Ils embrassent, génèrent des crédits.

C’est juste un stupide point culminant, et cela sans même mentionner le ridicule gadget de «handicap» qui anime l'intrigue. Le film avait fait un travail incroyable en créant un récit crédible et engageant, mais pour tout jeter pour une finale qui ne serait pas à sa place dans un film de Steven Seagal à la fin de l'ère. Ce n'est pas seulement que cela met votre suspension d'incrédulité dans un twister jusqu'à ce que quelque chose se «claque»; cela ne cadre pas du tout avec les thèmes du film, qui voient Terry lutter pour vivre une vie honorable et fondée sur des principes face à un malheur constant.

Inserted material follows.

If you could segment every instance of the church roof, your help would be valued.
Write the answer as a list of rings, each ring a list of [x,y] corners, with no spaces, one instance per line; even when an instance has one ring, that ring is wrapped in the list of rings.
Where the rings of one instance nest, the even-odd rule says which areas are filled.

Mis à part les faiblesses narratives, la partie MMA réelle de «Redbelt» est bien en deçà. Mamet – une ceinture violette BJJ sous Renato Magno – maintient les échanges au sol réalistes, mais une mauvaise cinématographie les rend incroyablement difficiles à suivre. Je ne peux même pas attribuer au film le mérite d'avoir montré une fin d'étouffement d'Ezéchiel, car le mouvement réel était impossible à analyser au milieu de l'enchevêtrement des membres et de l'IG.

Pour aggraver les choses, malgré la présence de Couture et Inoue, la reconnaissance de la course UFC de Royce Gracie dans le programme de l'événement et un camée de Mike Goldberg, la représentation du MMA comme un sport dans le film est schlock régressive. Au-delà de la fonctionnalité de « handicap » susmentionnée qu'aucun fan pensant n'achèterait comme légitime, elle est régulièrement ridiculisée et présentée comme une entreprise caricaturale et corrompue remplie de matchs arrangés. Pas que MMA n'est pas corrompu, mais il est dans les mêmes tolérances que tous les autres sports.

De plus, et je reconnais qu'il s'agit de la plus petite plainte imaginable, l'un des organisateurs qualifie un tournoi à élimination directe de «tournoi à la ronde».

Je comprends que j'ai rempli les derniers paragraphes avec du vitriol déçu, je pense toujours que « Redbelt » mérite d'être regardé – ce qu'il fait bien, il le fait extrêmement bien. N'allez pas avec la mentalité d'un fan de MMA.